You know, we really should capture the answers of all the bloggers who got received this tag. We could create an ani-blogging advice site. That’d be kinda cool!

Anyway, here’s my advice.

Take Security Seriously

Please do take security seriously. I really don’t want to see your hard work ruined.

As a computer security professional, I’d get laughed out of the profession if I didn’t start any advice about hosting a blog with a plea to take security seriously. You can spend years building up your inventory of posts. You can spend countless hours building your reputation. And it can all go down the drain in a matter of moments if a malicious actor takes over your site.

And that happens way too often.

I’ve put together a series of posts to share some easy to implement ideas to keep your site secure. Seriously, it’s a small investment, and the payoff is huge.

Take Yourself Seriously

Express yourself. Please don’t try to copy someone else. The sites that stick out in my mind are the ones where a unique perspective comes through. Take a look at 100 Word Anime, I Drink and Watch Anime, Mechanical Anime Reviews, Never Argue with a Fish, The Otaku Author, Shallow Dives in Anime, and many other sites — including the Nominators!

Even without reading anything, at a glance, you know it’s their site. And when you start reading? It’s like greeting an old friend.

The world doesn’t need a new site out to just generate clicks. There are a lot of techniques to get you short-term traffic. But there’s only one way to generate long-term engagement. There’s only one way to build your brand in such a way that people will trust you and want to read your stuff — for the right reasons.

That one way: Develop your authentic voice and let it loose on the world.

That’s the kind of thing that makes the world a better place.

Skills Take Time

Approach your craft with the same intensity as Plug Cryostatbut with the intelligence of Arrester Blanket. Don’t mix them up! Maid outfit is optional. Capture from the Crunchyroll stream.
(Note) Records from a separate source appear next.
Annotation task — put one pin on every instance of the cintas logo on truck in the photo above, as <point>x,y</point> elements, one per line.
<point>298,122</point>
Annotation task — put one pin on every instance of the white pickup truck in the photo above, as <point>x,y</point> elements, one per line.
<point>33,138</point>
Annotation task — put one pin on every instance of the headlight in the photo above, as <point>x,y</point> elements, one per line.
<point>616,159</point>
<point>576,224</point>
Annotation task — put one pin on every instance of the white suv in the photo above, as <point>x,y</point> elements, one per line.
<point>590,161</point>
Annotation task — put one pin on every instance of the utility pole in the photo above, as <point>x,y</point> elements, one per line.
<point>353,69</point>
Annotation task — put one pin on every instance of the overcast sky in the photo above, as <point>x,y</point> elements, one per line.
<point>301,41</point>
Saying “develop your authentic voice” sounds so stirring, doesn’t it? And I think it is. But I don’t want to set false expectations. It can take time — sometimes a lot of time — if you haven’t been writing for awhile. I almost feel like I cheated. When I started my blog, I was already old enough to have several decades of writing behind me. I’d been a professional writer for years. I knew how I sounded. At least, I knew how I sounded in different fields.

What I hadn’t been is an anime blogger. If you compare my early posts to my more recent work five and a half (or so) years ago (and heaven help you if you’re brave enough to try!), you’ll see that my focus is now almost completely on wonderful moments in anime. Not general reviews; you can get great reviews in a number of places. Not critical or vicious reviews; you can find tons of those, too. But I wanted to celebrate amazing moments in anime, and it took me a while to figure out how to do it. And I’m sure it’ll evolve over time!

Give yourself the time to find your voice and how best to express it. Don’t put pressure on yourself to rush. We’ll wait!


This is going to be tough. I know the bloggers I’d like to nominate, and I think I know who’s otherwise been nominated, but I’m not sure. So, apologies if you get multiples!

Of course, if you’re not inclined, or don’t have time, no worries!

Thanks for reading!

Copyright 2022 Terrance A. Crow. All rights reserved.

31 thoughts on “Blogger Recognition Award Winter 2020!

  1. Thank you for the tag and congratulations for getting the recognition you deserve!

    Now i should check out those security tips cause the only thing i do these days is regularly update things but surely there is more i can do than just that

    1. Thanks!

      As far as security goes, if you only pick one thing, then regular updates is it! Well, that and not downloading illegal plugins!

      If you do invest the time in reading my other security posts, I hope you find them useful!

      1. Also i do have a backup plugin that does it every two weeks and then apparantly sends a confirmation to my email but i dont receive anything like that for some reason…

        Thanks in advance for those

        1. That’s a great idea! It’d be terrible if an outage destroyed your work!

          If you’re not receiving the e-mail, you might want to double check that the backups are running.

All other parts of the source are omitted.